The Iglesia de San Servacio, or the Church of Saint Servatius, is located in the beautiful colonial city of Valladolid on the south edge of the Parque Francisco Canton. The city itself was founded by Fancisco de Montejo on May 23, 1543 after he and his forces defeated and suppressed the Zaci Mayans. The city was named in tribute to the then capital of Spain, Valladolid. The original site of the city was moved to more favorable land in 1545 and soon after construction began on the Iglesia de San Servacio.

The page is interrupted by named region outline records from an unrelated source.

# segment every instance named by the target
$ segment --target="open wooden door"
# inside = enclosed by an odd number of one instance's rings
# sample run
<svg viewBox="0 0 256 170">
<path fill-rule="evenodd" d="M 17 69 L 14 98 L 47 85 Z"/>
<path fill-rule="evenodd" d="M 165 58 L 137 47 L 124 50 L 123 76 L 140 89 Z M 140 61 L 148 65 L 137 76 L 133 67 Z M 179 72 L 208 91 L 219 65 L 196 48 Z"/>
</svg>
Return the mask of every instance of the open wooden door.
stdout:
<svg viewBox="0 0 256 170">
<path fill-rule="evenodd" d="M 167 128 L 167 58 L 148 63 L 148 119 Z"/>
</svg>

The church is a barrel vault cathedral style building with a simple masonry covering on the front side facing the plaza. Noticeably different from European churches of the same style are the vertical port holes on the front wall. These were used during the various rebellions to defend the church from the natives.

The church seen today is not the original, it was replaced in 1705 after a series of violent events in 1703. In January 1703, Miguel Ruiz de Ayuso and Fernando Tovar were elected Mayor and Second Mayor of Valladolid replacing the recently deposed Mayor, Don Fernando HipĆ³lito de Osorno. Ayuso and Tovar were political rivals of Osorno and wanted him captured to fulfill the arrest orders sent down by the Governor, Don Martin de Urzua. Osorno hid in the Iglesia de San Servacio with his friend Gabriel Covarrubias but were found on July 5th, 1703. On the orders of Ayuso and Tovar, they were not arrested but instead beaten. Osorno was dead by the time they arrived at the jail and Covarrubias was then beaten again until death. They both were then hung from the window of their cell. In response to this brutality, the Viceroy ordered for the removal of the Governor and sentenced Ayuso and Tovar to death. In 1705, Bishop Don Pedro de los Rios Reyes ordered the church to be demolished and rebuilt with a new church to help erase the stain left by this atrocity.

Over the course of the next century and a half there were a series of small rebellions eventually leading to the Caste War from 1847 to 1901. Near the beginning of the war the city and church were taken over by the rebels. In 1848, Colonel J. J. Mendez retook the city and church with military force. Today, two of the canons he used during the battle are on display within the church.